Огляделся снова. Получается, я повис в центре шара. Оболочка шара – лица. Сотни, тысячи, миллионы лиц. Оболочка толстая, границ не видно. Знаю, здесь все люди, жившие на Земле. Собрались из-за меня. Сейчас начнётся, чует моё сердце… Не привык пока, что сердца нету. Одна чуйка осталась. Тревожно, не по себе…
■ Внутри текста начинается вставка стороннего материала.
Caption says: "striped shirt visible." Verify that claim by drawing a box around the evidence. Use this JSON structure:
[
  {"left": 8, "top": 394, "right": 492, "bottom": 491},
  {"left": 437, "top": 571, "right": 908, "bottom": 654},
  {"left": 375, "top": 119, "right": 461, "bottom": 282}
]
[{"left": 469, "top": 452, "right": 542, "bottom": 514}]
Прямо передо мной появился экран, огромный, как в кинотеатре. На экране – то, что увидели мои глаза, когда я только родился. Всё ясно и остро, до мельчайших деталей: режущий свет ламп, звуки, запахи, неприятное дуновение прохладного воздуха. Внутри мамки лучше было – тихо, темно, тепло. Ору, как резаный. Закутали, чую близость мамкиной груди, жадно впиваюсь в сосок…
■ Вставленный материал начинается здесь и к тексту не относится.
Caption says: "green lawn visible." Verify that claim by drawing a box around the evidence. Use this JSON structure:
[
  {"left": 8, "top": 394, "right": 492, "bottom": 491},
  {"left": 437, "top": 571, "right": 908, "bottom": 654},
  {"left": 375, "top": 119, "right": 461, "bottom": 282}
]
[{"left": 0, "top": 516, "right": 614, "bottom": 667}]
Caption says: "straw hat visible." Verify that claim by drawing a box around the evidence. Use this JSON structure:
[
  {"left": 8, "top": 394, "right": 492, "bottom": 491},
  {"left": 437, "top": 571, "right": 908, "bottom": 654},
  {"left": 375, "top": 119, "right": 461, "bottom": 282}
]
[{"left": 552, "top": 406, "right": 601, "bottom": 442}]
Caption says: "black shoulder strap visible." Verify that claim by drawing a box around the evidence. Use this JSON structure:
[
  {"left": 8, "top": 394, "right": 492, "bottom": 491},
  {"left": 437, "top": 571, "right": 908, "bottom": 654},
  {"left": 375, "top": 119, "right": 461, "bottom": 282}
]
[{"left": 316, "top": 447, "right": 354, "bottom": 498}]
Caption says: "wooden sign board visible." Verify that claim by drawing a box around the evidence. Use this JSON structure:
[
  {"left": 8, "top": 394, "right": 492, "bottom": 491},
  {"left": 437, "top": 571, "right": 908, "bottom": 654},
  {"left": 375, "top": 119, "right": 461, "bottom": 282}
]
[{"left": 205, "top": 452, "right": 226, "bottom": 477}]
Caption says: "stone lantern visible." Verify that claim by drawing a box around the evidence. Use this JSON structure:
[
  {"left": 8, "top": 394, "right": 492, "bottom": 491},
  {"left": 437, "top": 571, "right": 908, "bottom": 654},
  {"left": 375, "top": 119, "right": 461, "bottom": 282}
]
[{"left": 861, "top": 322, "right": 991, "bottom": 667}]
Я иду по своей жизни снова, крадучись, осторожными шагами. Если тогда, там многое не замечал, что-то пролетало мимо, не оставив следа… Теперь вижу всё, вижу медленный фильм такого высокого разрешения – ни одна микроскопическая пылинка не остаётся без внимания, ни одна мысль, мелькнувшая в голове, ни одно движение души не пролетает незамеченным. Я иду, шаг за шагом, испытываю мощные, яркие чувства, словно ко мне подключили усилитель на миллионы мегаватт. Малая радость от вида первого распустившегося одуванчика превращается в безмерный восторг. Ехал на велике и случайно раздавил ужа, и малое огорчение оборачивается великим горем, скорбью, бесконечно долгим тягучим стыдом.
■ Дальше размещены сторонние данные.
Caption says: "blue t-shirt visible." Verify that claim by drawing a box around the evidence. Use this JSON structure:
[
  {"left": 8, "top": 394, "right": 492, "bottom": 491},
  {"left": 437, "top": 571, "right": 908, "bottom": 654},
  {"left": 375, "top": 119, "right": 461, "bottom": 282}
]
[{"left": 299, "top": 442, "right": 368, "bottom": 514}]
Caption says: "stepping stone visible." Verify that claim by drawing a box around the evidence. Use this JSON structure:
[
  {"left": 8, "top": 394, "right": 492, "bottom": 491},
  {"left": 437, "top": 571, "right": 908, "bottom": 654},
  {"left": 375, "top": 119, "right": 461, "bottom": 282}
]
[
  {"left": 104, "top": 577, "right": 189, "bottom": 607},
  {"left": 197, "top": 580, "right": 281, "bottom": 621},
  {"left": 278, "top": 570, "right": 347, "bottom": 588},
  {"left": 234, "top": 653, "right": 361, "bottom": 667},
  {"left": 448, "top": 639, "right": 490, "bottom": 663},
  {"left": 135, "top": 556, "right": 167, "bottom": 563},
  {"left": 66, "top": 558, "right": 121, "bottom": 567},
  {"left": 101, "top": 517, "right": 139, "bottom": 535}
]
Ослепительный клинок впивается в сознание: понял, что происходит. На экран смотрят все – все лица, которые меня окружают. И даже те, которые скрыты, которых не видно. И все они чувствуют то, что я чувствовал в своей жизни. Когда мне было плохо, все они сопереживают. Когда испытывал радость, все ликуют вместе со мной. Когда вижу моменты, за которые стыдно, испытываю стыд такой силы – хочется провалиться, исчезнуть, остановить всё… В этот момент лица уже не смотрят на экран – они смотрят на меня, и в глазах такой немой укор, который нельзя вынести. Пытаюсь закрыть глаза, отвернуться, и все лица терпеливо ждут, когда я переживу свой стыд и стану смотреть дальше. Спрятаться некуда, промотать плёнку или пропустить кадр невозможно.

В невыносимо бесконечный миг стыда вижу: лица разделились. Часть их переживает стыд вместе со мной. Другая часть укоряет и осуждает. Осенило вдруг: те, кому стыдно со мной и за меня – это и есть мои родные. Стыдится свой, укоряет чужой. Прямо передо мной стоят самые близкие, любимые, за ними многие, кого никогда не знал, но понимаю, что все они – мой род. И стало очень, очень больно. Дошло – виноват я, подвёл мой род, заставил стыдиться моих низких помыслов, грязных чувств, мерзких поступков. Я ощутил меру вины перед ними.

И тогда понял я, куда попал. Это мой высший суд. И я держу ответ за каждый миг моей жизни перед всеми людьми, жившими когда-то на Земле.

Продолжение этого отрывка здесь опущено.